Quote by Gufuncouple
This problem is entirely due to slow IP communication between back-end computers, possibly including the Web server. Only the people who set up the network at the site which hosts the Web server can fix this problem.
You are clearly an expert in such matters, I have very little knowledge about any of what you have said, but I think I get the jist of it.
Does this mean that if Swinging Heaven are not the same people as the people who set up the network.... that we will have to wait for the people who set up the network to address the problem.
If so, it could potentially be a little while - unless Swinging Heaven have arrange some form of out of hours support to address such issues.

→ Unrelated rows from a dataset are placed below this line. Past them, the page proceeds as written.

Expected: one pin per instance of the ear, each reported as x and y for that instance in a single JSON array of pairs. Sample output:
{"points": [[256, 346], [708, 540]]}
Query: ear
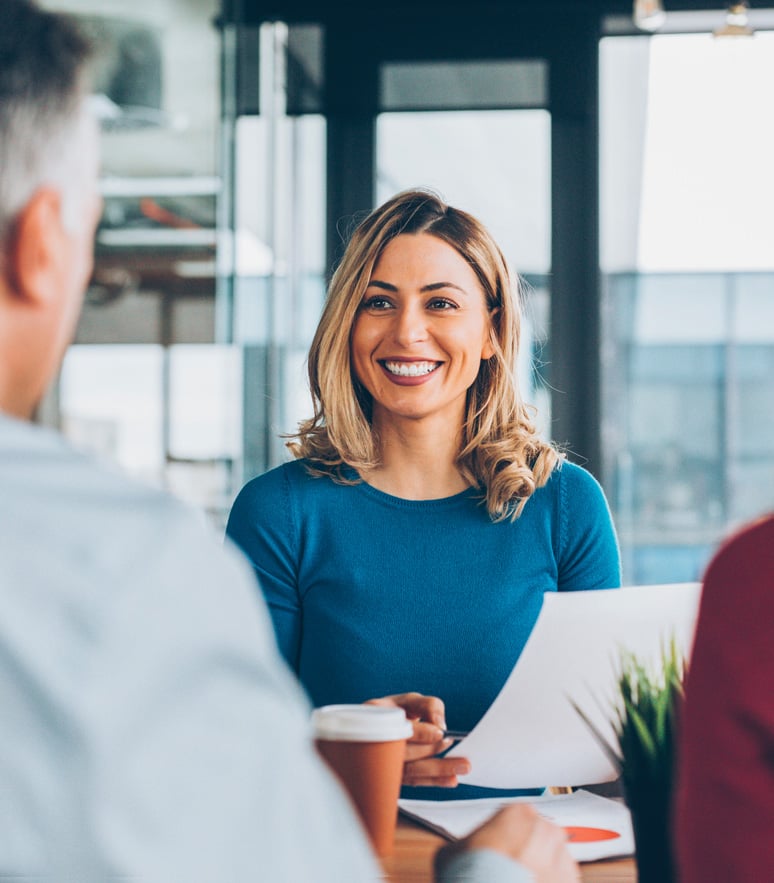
{"points": [[38, 249], [488, 349]]}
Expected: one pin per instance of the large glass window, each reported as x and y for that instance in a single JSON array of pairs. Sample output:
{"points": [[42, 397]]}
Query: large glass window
{"points": [[688, 270]]}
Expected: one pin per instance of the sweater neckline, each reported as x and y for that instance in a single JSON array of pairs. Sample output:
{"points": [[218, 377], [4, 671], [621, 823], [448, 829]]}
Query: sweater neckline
{"points": [[404, 503]]}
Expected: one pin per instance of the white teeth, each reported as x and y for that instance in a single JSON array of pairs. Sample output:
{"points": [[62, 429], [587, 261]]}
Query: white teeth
{"points": [[410, 369]]}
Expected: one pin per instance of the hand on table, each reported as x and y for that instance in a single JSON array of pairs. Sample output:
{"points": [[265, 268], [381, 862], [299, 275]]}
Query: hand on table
{"points": [[521, 834], [428, 716]]}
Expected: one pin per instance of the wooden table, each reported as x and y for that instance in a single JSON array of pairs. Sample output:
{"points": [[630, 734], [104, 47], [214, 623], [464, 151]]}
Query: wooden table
{"points": [[412, 860]]}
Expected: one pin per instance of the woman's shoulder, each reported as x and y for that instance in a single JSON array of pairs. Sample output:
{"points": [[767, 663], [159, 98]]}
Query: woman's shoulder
{"points": [[277, 480], [571, 486]]}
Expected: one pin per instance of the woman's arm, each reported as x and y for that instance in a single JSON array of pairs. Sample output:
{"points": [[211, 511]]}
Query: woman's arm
{"points": [[587, 547], [261, 525]]}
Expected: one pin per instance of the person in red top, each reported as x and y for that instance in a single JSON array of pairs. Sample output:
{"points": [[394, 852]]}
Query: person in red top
{"points": [[725, 794]]}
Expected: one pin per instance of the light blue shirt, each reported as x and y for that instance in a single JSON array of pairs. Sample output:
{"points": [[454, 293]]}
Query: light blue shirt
{"points": [[150, 732]]}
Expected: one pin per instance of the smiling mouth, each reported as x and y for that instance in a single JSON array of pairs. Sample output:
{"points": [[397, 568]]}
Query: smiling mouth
{"points": [[410, 369]]}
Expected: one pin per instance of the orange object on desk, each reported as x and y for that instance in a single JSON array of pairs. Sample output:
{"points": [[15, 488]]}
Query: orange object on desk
{"points": [[415, 846]]}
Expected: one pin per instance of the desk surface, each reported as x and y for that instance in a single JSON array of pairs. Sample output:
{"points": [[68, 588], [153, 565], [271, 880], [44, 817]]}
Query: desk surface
{"points": [[412, 860]]}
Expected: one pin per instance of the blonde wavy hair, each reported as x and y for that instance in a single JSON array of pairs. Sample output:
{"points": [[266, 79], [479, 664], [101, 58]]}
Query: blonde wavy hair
{"points": [[500, 450]]}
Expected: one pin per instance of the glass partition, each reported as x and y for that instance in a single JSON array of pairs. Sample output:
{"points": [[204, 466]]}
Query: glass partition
{"points": [[688, 275]]}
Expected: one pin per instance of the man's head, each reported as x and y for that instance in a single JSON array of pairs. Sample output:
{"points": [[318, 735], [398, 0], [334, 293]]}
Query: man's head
{"points": [[49, 203]]}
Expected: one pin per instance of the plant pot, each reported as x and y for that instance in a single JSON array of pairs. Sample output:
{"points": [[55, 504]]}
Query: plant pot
{"points": [[649, 805]]}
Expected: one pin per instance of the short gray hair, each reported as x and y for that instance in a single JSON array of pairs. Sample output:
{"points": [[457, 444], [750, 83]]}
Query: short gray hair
{"points": [[43, 114]]}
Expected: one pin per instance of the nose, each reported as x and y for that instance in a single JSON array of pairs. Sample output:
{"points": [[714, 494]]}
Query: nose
{"points": [[410, 325]]}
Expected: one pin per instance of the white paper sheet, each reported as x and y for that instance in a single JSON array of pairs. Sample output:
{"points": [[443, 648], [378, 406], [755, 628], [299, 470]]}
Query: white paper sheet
{"points": [[531, 736], [606, 818]]}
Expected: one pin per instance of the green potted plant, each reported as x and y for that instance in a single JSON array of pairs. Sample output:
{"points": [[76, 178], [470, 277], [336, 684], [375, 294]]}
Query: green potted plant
{"points": [[645, 724]]}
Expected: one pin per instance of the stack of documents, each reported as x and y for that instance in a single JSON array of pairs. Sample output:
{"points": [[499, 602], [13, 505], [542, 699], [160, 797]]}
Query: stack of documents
{"points": [[597, 827], [532, 735]]}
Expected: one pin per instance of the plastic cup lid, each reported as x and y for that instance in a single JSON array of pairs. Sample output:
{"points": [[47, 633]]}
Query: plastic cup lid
{"points": [[360, 723]]}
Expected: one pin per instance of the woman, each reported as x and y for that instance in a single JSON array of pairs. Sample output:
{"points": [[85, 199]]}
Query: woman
{"points": [[410, 543]]}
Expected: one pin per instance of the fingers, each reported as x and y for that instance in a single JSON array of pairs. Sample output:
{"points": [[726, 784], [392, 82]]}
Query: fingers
{"points": [[417, 707], [519, 832], [439, 772]]}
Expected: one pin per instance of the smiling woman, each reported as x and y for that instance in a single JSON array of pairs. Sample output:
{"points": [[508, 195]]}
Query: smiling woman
{"points": [[409, 545]]}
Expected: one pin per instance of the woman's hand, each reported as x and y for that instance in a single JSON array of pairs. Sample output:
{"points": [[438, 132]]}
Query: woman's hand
{"points": [[428, 716], [521, 834]]}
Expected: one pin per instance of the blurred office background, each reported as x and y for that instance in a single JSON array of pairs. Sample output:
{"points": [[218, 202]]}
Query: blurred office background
{"points": [[627, 174]]}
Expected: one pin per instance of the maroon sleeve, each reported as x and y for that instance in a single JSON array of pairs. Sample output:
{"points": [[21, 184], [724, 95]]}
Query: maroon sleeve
{"points": [[724, 814]]}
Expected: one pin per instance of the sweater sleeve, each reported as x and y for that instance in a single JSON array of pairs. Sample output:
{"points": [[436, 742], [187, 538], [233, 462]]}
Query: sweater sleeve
{"points": [[588, 554], [262, 525]]}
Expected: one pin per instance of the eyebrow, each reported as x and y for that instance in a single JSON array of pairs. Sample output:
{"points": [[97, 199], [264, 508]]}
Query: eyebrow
{"points": [[433, 286]]}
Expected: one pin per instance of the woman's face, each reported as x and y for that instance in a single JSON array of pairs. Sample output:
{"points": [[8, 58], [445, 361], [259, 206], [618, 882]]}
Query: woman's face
{"points": [[421, 332]]}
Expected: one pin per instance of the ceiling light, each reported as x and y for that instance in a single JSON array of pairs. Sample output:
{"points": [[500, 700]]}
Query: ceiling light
{"points": [[649, 15], [736, 22]]}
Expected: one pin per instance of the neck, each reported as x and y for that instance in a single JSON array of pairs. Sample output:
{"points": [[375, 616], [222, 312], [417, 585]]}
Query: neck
{"points": [[418, 461]]}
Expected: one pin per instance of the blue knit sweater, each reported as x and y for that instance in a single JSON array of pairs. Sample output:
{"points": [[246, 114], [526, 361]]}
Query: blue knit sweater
{"points": [[372, 594]]}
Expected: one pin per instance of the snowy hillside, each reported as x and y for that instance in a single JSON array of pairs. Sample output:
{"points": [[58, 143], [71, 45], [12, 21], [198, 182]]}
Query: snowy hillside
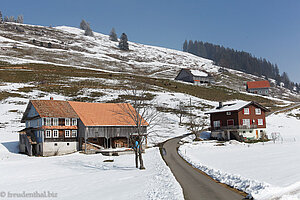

Depending on the type of Datacentre that the servers are hosted from. The SH support team have to contact the DC Operations staff to identify where the problem is and if a fix can be applied to restore service. Most DC's are 'secure' environments and require a PTW (Permit to Work) for external engineers to visit and repair.
8 times out of 10 a 504 error is caused by a faulty patch cable between the server and the network hub. The other 2 times are usually the NIC (Network Interface Card) developing a fault.
When we architect server farms we would normally specify servers that contain twin NIC's and that they are patched to separate hubs to avoid this type of problem occurring and thus provide some degree of fail-safe.
DRAC, ILO allow for remote access when a server is down, IP-KVM if the servers dont support that is another option, ATS, RemotePDUs, so for the most part they have the ability to control things remotley, the kit exists.
They are using Varnish/Nginx servers which support load-balancing but will kick out faulty servers from the pool if one stops responding so even with single NICs this should be under control. There may be LVM sitting infront of all the servers too which will also kick out non responding servers.
Dual NICs in a Active/Pasive setup will not always fall over correctly in certian situations which can be quite annoying, round-robin is annoying as it can lead to an intermittant packet loss if a switch/cable has a problem.
They should also be running some form on nagios or service monitoring system to make sure that all is running correctly and if not it will start txting the admins to sort it out or take certian actions to kick the servers back into life again.